Dividing the photosynthetic spoils

Cellular proteins assist plant cells to ensure their offspring inherit the capacity to support themselves

A protein that plays a key role in the division of chloroplasts within nucleated or eukaryotic plant cells is derived from those involved in the separation of whole dividing cells, Japanese molecular biologists from RIKEN and the University of Tsukuba have found. They suggest the close relationship between the two allows chloroplast division to be synchronized with cell division, so that chloroplasts—the membranous organelles inside cells where photosynthesis takes place—can be allocated to both daughter cells.

Cellular assistance

Chloroplasts are thought to have evolved from blue-green or cyano-bacteria that were engulfed by an ancient plant cell. After more than a billion years within cells, chloroplasts still multiply by division. They retain only a portion of their original genetic material, however. The rest has migrated to the nucleus of the cell, so chloroplasts cannot divide without assistance from the cell itself.

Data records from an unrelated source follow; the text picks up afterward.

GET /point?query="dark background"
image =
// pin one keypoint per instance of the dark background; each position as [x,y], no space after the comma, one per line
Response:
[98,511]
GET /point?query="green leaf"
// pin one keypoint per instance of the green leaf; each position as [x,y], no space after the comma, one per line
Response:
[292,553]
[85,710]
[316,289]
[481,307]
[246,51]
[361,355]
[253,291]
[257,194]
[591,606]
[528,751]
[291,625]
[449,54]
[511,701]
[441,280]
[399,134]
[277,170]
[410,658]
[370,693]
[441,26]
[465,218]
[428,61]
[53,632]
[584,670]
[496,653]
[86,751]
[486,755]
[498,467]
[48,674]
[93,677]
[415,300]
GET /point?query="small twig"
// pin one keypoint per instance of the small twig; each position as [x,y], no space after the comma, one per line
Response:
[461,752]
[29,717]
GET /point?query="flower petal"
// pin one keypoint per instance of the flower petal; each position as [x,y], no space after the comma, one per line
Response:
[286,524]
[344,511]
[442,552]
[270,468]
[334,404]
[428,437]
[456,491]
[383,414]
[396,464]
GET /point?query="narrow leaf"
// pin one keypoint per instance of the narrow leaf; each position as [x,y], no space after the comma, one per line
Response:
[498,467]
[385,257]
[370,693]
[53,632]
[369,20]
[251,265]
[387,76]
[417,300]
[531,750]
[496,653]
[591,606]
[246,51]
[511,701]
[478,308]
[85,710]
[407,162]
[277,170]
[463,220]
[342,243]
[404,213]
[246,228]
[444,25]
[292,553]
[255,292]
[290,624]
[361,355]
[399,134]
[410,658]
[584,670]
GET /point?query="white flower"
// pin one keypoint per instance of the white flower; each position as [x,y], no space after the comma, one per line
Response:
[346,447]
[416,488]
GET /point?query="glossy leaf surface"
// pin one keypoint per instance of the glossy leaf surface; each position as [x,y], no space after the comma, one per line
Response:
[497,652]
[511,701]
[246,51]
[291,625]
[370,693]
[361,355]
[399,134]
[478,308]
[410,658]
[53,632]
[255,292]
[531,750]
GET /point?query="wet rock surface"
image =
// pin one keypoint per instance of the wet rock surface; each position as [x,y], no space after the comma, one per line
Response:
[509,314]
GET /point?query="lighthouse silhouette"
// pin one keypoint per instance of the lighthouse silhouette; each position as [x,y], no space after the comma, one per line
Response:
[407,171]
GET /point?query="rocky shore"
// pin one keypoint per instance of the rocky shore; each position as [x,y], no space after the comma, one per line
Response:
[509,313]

During division, protein-based ring structures form inside and outside the chloroplast’s double membrane. These rings tighten and pinch the organelle into two. The structure of the inner ring is based on FtsZ protein and the outer on a member of the dynamin protein family (Fig. 1).

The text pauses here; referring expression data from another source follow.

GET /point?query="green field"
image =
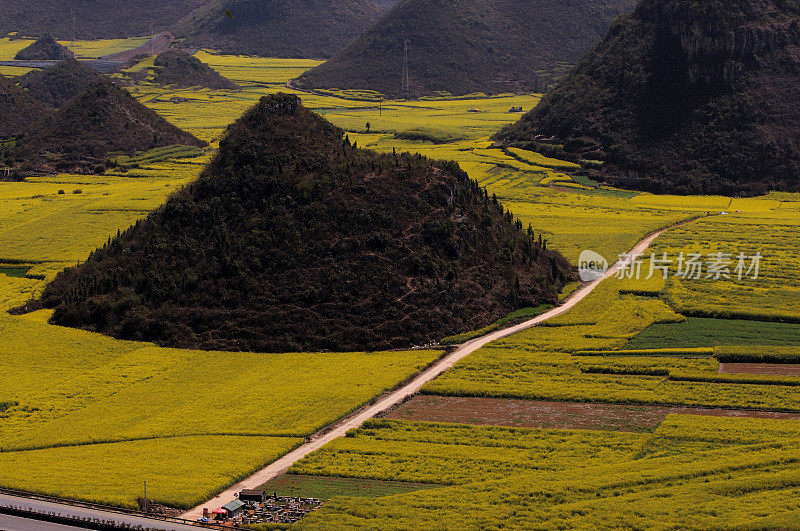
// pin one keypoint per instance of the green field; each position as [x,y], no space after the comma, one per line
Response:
[327,487]
[87,416]
[703,332]
[732,473]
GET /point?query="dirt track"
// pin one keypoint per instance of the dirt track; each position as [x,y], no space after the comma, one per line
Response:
[413,386]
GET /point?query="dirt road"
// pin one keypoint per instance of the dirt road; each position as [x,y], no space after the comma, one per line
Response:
[399,395]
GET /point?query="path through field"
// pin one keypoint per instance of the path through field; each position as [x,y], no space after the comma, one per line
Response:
[397,396]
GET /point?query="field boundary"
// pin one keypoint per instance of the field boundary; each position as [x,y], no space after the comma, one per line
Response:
[74,519]
[416,383]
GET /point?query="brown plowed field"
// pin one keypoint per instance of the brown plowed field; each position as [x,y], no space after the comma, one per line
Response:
[769,369]
[554,415]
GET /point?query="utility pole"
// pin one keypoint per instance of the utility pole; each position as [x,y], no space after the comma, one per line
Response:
[406,88]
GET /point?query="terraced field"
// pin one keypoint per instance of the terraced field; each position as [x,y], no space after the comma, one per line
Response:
[192,423]
[717,468]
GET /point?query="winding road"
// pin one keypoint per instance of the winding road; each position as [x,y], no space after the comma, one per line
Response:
[400,394]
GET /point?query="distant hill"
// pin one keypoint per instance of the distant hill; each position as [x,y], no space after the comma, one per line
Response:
[81,19]
[469,46]
[44,49]
[178,68]
[683,97]
[18,109]
[100,120]
[60,83]
[278,28]
[292,239]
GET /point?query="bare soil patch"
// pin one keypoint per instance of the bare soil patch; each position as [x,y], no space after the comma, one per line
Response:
[770,369]
[554,415]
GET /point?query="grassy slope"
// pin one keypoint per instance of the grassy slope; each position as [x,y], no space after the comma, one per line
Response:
[40,227]
[278,28]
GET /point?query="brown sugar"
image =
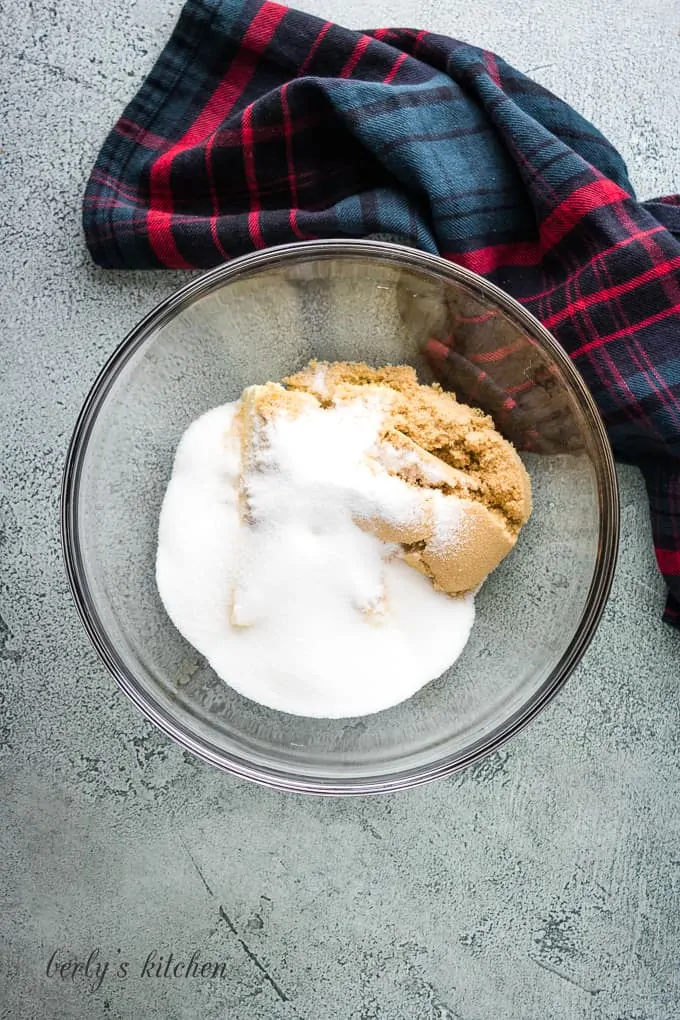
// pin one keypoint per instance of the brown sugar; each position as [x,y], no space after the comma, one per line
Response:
[450,451]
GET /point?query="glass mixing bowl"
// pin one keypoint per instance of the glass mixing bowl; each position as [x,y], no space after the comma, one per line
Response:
[261,317]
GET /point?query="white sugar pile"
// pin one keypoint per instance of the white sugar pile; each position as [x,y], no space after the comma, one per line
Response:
[299,608]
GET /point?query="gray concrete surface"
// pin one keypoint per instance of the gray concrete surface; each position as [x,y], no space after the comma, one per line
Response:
[542,883]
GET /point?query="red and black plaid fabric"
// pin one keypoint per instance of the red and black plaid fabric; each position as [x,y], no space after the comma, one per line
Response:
[260,124]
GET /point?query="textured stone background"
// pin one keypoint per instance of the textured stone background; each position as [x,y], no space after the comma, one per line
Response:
[542,883]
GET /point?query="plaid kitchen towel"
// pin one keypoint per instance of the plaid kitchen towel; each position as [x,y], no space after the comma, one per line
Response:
[260,124]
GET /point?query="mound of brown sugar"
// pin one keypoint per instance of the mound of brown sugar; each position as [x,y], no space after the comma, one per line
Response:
[449,450]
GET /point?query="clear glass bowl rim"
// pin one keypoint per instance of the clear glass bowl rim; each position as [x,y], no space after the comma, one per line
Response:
[402,256]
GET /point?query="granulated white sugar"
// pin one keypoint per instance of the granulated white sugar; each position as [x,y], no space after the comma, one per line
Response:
[299,607]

Earlier work by other researchers unraveled details of the evolutionary history of the FtsZ protein, which is of cyanobacterial origin. Yet little was known of the origin of the dynamin proteins involved in this process before Shin-ya Miyagishima from the RIKEN Advanced Science Institute in Wako and his colleagues published details of their work in the Proceedings of the National Academy of Sciences1.

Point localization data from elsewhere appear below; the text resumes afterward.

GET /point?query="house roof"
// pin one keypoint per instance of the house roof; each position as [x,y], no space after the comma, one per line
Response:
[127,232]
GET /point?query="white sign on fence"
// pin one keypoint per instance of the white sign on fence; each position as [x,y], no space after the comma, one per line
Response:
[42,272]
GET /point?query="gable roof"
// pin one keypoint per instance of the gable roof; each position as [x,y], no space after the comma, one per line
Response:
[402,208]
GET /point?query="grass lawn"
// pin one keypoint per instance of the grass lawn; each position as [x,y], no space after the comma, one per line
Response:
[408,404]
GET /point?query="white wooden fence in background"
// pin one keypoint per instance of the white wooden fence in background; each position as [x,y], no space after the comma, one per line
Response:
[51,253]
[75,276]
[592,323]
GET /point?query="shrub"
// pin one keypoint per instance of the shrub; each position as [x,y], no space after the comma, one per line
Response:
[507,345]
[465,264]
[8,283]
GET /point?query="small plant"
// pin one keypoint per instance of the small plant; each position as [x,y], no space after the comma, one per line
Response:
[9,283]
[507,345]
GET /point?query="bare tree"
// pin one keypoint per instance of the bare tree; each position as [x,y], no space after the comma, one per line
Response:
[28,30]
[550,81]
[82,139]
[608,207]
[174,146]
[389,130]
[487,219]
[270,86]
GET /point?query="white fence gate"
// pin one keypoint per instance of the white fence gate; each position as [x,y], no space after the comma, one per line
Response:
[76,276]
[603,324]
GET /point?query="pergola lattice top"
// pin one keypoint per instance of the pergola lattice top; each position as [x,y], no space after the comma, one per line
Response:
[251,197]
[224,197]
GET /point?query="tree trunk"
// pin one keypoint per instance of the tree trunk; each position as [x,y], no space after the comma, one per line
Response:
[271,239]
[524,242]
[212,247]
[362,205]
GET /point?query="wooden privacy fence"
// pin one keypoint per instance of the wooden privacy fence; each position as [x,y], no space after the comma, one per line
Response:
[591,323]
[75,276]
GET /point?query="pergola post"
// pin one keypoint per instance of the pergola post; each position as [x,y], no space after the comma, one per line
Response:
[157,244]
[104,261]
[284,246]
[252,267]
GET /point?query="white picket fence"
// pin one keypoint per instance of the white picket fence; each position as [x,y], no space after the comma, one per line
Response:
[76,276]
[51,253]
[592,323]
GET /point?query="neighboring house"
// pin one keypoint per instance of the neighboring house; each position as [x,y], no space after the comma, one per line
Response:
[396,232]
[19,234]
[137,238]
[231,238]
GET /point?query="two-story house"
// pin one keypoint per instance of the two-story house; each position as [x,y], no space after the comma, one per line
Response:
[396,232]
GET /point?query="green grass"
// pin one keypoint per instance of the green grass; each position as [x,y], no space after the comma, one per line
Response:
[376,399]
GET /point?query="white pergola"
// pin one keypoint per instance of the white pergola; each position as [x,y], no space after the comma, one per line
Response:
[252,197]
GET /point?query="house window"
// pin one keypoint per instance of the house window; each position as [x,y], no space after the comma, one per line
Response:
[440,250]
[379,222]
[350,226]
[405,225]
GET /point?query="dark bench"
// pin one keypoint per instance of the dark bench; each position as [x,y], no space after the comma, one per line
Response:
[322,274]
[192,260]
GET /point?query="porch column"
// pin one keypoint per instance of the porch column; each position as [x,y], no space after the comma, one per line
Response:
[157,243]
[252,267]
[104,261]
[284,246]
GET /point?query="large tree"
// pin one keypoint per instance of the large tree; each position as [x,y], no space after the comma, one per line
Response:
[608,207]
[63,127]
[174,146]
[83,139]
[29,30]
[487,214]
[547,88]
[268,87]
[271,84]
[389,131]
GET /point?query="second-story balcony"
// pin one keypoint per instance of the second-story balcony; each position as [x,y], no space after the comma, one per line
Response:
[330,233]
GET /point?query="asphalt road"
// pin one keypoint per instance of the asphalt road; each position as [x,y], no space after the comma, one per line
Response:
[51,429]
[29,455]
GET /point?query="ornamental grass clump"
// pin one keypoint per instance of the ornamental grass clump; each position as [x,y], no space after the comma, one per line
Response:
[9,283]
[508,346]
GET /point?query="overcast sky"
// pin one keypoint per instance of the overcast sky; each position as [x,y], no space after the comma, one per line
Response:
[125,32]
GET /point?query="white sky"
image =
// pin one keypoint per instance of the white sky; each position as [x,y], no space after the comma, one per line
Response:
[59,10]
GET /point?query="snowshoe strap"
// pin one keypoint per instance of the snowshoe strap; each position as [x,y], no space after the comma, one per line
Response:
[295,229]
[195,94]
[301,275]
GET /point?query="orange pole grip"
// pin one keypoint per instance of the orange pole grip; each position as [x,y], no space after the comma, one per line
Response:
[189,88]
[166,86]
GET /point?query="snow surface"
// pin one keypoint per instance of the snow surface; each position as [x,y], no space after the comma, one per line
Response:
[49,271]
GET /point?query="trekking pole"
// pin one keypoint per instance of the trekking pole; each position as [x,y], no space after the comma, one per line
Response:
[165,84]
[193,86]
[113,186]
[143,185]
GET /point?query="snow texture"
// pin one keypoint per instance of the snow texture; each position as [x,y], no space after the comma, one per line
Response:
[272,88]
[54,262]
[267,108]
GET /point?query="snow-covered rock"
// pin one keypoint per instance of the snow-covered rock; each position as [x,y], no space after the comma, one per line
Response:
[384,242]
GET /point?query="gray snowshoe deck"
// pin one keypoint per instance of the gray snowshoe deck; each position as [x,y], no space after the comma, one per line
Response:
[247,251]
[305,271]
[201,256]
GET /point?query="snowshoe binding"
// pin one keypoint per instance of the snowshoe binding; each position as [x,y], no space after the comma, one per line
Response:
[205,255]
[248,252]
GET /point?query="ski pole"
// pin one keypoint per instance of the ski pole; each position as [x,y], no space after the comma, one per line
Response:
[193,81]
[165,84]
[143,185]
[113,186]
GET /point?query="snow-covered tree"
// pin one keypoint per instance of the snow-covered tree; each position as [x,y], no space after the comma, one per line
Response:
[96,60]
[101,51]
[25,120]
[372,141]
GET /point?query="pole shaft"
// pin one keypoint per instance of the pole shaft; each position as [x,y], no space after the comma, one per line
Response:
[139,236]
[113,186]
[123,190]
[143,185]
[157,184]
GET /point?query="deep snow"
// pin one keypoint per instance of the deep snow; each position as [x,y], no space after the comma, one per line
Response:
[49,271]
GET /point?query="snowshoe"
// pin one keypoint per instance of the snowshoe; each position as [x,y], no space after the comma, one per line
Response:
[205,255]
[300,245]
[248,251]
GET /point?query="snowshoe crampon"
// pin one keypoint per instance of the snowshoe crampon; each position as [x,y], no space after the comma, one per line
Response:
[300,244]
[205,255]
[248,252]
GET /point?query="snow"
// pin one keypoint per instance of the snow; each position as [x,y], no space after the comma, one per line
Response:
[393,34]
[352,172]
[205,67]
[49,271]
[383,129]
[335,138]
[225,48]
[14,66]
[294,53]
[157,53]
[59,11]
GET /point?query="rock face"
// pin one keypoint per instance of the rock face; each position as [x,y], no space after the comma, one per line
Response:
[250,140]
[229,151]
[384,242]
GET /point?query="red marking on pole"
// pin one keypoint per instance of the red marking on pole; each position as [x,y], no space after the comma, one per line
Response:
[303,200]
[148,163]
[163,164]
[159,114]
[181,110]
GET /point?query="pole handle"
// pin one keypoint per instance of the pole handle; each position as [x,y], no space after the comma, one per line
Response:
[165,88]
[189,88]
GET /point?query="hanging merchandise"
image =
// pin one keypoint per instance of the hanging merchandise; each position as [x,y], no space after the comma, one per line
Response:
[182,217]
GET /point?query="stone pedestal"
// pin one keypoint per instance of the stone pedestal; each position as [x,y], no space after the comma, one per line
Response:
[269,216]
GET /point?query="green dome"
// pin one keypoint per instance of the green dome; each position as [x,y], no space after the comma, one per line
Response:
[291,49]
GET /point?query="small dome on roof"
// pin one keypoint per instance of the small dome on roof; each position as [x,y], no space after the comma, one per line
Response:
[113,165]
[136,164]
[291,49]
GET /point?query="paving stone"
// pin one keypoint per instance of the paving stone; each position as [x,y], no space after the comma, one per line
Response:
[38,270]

The role of these dynamin proteins turns out to be critical to how chloroplasts lost their independence and how they are regulated by the cell—hence, to the development and control of photosynthesis itself. And the research may also be relevant to mitochondria—the energy-production organelles of eukaryotic cells—which are thought to have a similar evolutionary history to chloroplasts.

Determining the roles of dynamin proteins

Dynamin proteins are widespread in eukaryotic cells, including those in plants and algae, and even in organisms which have no chloroplasts because they split off the evolutionary line before their acquisition. Each member of the dynamin family has specialized to perform fission or fusion functions in specific membranes.

Miyagishima and colleagues began by analyzing the differences in the amino acid sequences of dynamin family members to determine the evolutionary links between them. They found that the dynamins involved in chloroplast division were most closely related to those crucial to whole cell division in plants and algae, and also in amoebas and slime moulds that lack chloroplasts.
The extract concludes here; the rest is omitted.